Филин уже шагал к двери.
— Как Одноногий?
— Да вон как раз Скальпель над ним работает. Будто в подтверждение из-за стены донёсся вой.
— Он его доконает щас. — Филин толкнул дверь и шагнул дальше, оглянувшись на Лысого со Шрамом. — Вам туда нельзя, здесь ждите.
Жердь с Огоньком тоже остались, а Боцман и Гадюка вслед за главарем вошли на обратную сторону.
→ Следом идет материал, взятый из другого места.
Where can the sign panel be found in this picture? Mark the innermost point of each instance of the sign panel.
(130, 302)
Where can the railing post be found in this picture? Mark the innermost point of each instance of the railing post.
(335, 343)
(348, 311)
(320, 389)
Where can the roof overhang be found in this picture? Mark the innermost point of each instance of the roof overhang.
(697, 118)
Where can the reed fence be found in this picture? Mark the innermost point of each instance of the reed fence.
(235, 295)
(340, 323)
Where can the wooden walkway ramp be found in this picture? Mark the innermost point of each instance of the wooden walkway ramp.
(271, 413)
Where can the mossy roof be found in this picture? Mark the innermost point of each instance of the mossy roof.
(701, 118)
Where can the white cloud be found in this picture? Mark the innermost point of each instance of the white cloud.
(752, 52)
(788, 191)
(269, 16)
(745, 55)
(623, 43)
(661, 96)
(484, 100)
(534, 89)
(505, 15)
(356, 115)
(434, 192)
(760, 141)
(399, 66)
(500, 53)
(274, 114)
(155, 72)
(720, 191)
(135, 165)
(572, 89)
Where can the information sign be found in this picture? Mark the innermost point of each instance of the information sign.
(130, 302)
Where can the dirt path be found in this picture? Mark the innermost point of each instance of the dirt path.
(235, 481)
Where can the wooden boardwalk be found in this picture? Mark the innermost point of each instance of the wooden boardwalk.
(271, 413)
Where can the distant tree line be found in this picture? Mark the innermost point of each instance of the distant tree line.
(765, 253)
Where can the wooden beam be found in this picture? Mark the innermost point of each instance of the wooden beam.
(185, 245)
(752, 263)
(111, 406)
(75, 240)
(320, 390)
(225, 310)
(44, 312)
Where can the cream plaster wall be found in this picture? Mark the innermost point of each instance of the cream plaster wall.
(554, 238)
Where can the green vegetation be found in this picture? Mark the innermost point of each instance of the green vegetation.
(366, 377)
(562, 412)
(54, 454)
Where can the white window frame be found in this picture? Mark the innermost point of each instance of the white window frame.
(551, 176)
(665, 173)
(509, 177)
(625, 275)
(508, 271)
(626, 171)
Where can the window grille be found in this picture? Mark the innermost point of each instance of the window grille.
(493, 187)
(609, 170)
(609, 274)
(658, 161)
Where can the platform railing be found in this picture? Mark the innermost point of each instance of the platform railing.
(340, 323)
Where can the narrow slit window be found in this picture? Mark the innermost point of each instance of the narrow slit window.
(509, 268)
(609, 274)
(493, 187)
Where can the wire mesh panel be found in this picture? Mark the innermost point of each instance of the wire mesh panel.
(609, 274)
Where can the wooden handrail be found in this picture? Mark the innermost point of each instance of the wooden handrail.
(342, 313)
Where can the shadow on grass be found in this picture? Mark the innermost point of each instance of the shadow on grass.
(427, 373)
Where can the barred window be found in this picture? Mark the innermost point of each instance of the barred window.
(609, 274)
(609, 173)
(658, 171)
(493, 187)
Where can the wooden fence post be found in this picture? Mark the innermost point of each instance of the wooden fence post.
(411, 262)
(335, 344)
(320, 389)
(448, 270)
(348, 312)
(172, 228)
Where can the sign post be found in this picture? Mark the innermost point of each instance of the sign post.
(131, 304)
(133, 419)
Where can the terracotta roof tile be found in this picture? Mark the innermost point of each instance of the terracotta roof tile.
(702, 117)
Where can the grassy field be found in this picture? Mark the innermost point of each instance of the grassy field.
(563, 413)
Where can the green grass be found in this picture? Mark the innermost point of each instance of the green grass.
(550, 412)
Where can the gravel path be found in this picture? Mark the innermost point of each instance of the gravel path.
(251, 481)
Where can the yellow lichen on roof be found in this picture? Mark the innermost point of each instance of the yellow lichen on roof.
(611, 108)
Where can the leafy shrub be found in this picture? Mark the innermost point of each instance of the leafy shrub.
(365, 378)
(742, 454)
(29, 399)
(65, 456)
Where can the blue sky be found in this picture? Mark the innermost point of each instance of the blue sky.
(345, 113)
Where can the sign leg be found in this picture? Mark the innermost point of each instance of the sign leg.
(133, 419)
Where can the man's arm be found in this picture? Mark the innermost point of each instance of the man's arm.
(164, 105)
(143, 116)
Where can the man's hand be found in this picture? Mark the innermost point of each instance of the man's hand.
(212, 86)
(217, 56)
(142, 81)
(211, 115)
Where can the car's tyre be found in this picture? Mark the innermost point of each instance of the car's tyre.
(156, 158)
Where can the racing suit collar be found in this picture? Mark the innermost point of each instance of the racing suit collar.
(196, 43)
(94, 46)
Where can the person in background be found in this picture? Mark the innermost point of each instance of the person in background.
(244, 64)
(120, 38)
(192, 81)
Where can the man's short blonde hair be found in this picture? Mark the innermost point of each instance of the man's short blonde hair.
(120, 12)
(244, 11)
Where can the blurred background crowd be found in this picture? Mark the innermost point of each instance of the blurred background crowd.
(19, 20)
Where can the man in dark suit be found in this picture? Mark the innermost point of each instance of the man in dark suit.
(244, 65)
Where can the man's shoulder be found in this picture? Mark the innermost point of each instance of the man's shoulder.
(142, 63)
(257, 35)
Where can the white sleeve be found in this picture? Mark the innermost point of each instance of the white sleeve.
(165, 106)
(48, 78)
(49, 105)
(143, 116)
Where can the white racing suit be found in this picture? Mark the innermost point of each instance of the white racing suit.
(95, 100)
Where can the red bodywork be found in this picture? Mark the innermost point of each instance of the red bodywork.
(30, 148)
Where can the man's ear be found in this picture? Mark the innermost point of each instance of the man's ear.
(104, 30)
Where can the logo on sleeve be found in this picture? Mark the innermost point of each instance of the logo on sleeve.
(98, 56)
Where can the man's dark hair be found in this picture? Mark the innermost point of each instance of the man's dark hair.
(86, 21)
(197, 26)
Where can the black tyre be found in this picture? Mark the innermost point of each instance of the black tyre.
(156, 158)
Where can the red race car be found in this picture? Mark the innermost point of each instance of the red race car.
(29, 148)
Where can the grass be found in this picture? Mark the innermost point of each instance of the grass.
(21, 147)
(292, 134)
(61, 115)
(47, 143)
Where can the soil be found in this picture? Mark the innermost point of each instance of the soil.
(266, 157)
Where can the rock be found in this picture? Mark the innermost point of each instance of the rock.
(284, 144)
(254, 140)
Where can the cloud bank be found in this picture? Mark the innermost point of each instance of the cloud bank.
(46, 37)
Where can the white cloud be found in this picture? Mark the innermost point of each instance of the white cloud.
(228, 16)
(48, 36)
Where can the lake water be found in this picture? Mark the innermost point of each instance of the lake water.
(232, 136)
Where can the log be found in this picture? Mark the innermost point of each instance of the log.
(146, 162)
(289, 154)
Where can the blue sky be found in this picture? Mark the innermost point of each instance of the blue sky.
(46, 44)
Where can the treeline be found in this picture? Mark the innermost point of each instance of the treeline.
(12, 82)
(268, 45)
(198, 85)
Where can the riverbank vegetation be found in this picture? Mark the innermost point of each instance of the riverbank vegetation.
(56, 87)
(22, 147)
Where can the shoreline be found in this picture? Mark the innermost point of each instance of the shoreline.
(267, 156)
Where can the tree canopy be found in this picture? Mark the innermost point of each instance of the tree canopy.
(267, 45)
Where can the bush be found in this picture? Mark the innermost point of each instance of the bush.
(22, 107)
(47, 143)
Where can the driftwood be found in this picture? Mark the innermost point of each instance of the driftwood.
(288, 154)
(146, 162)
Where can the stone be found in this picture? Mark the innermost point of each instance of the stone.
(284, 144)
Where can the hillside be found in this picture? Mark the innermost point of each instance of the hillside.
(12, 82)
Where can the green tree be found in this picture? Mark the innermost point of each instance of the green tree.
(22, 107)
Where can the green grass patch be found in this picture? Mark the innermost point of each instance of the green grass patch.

Бандиты к такому уже привыкли, но на свежего человека эта особенность их схрона всегда производила неизгладимое впечатление. Вторую половину дома окружал старый лес, сквозь единственное залепленное паутиной окно лился тусклый, какой-то мшистый, неприятный свет. Он словно материальная субстанция — густая, вязкая, плесневелая — втекал в комнату, наполняя её собой, мешая дышать, залепляя рот, уши, глаза. На обратной стороне все звуки были глуше, запахи — резче, боль — мучительнее. Время здесь тянулось медленно и уныло, а жизнь присутствовала только в виде вяло шевелящихся по углам мохнатых пауков да синих навозных мух — и ещё в виде Скальпеля. Единственный из банды, он спал в этой части дома, на штабеле досок в углу, подложив под голову мятый чёрный чемодан со своими инструментами. Потолок, вроде бы расположенный на той же высоте, что и в светлой половине, казался ниже, он давил, так что всё время хотелось пригнуться, а ещё лучше — выскочить из сумрачной части схрона поскорее и никогда не возвращаться. Пол усеивали тёмные пятна, сквозь щели проросла бурая трава, на стенах висели кривые вилы, треснувшие тележные колеса, ржавые подковы, обломки кос, ножи и топоры. Никто никогда не пытался открыть окно в торцевой стене, никто даже не выглядывал в него. Тихие-тихие звуки доносились снаружи: скрип, шелест, редкое постукивание и стрекотание… Лучше не видеть тех, кто стучит и стрекочет в корявых чёрных ветвях, вдруг они тоже посмотрят на тебя и вы встретитесь взглядами?
Гадюка, внешне мало похожий на брата, с неподвижным пустым лицом и коротким ёжиком чёрных волос, гибко скользнул впереди Филина. Гадюка редко разговаривал и вообще нечасто издавал какой-либо шум — умел он двигаться неслышно и быстро. Зеленоватые, в чёрную крапинку, редко мигающие глаза его были мёртвыми и преображались только в тот момент, когда он бросался на добычу.
Боцман, вошедший на сумеречную половину вслед за Филином, наоборот, был крупным шумным человеком с тяжёлой одышкой — основательно за сорок, седина в густых волосах, клочковатые бакенбарды, которые он имел привычку приглаживать пальцами, отчего они только сильнее топорщились. Гадюка предпочитал ножи, веревки и небольшие пистолеты, Боцман любил АК и обрезы. Гадюка всегда одевался во всякое необычное шмотьё вроде резиновых штанов от гидрокостюма, обтягивающие тёмные свитера или сетчатые безрукавки, на ноги натягивал узкие, сплетённые из полосок кожи туфли или мокасины, а Боцман носил плотные широкие штаны, фуфайку и тупоносые армейские ботинки. Возраст, внешность, манера поведения — всё у них было разным, при этом они дружили, если это можно назвать дружбой. По крайней мере, с Боцманом, помощником главаря, Гадюка иногда играл в карты и даже разговаривал, а вот со своим нервным, вечно на что-то обиженным братом — никогда.